„Koningin moet vergeving vragen voor koloniaal leed”
De regering moet koningin Beatrix naar Suriname en de Nederlandse Antillen sturen om daar namens Nederland vergeving te vragen voor het leed dat deze landen is aangedaan. Dit stelt het Nationaal 30 juni/1 juli Comité in Het 30 Juni Manifest.
Het comité presenteerde het manifest zondag bij de herdenking van het slavernijverleden op het Surinameplein in Amsterdam. Het comité zal het manifest maandag aanbieden aan informateur Donner.

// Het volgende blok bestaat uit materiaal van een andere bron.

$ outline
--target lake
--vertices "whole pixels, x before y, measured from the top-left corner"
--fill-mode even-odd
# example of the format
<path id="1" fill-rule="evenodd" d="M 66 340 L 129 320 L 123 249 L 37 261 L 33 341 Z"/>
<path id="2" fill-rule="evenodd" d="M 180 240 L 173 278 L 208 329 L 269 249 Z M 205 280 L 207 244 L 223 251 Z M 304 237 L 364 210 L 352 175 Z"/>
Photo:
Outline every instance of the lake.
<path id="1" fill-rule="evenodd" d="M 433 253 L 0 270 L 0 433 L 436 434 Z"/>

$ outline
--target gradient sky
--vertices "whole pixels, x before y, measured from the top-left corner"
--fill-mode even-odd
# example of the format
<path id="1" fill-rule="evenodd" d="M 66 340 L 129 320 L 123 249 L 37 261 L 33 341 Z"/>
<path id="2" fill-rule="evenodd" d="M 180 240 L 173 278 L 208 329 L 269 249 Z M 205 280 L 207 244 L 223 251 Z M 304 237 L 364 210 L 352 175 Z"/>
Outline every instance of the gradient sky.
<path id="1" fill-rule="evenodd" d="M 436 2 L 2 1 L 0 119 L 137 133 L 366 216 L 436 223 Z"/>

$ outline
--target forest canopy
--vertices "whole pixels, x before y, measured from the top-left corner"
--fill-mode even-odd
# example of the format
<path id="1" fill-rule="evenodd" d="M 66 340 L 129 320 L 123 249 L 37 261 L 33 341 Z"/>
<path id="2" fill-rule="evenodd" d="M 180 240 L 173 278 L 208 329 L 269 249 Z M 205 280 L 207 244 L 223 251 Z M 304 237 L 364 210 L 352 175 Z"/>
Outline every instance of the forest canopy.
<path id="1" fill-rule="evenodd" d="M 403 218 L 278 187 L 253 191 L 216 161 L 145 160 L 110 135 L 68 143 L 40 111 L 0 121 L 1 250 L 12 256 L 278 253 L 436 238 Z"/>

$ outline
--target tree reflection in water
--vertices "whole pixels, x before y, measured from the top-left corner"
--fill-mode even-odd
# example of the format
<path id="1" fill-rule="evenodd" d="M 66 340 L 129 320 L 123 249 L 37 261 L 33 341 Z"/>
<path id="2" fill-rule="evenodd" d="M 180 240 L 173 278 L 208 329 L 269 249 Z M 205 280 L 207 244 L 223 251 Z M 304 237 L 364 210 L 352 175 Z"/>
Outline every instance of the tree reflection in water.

Koningin Beatrix is maandag aanwezig bij de onthulling van het Slavernijmonument in het Oosterpark in Amsterdam. Volgens het Nationaal 30 juni/1 juli Comité stelt dit gebaar weinig voor. „Na deze dag gaat zij gewoon weer over tot de orde van de dag; familie van me als illegale vreemdelingen bestempelen en behandelen, omdat zij nog niet met ons gekomen is tot besef over veel verborgen leed”, zegt W. Kout van het comité.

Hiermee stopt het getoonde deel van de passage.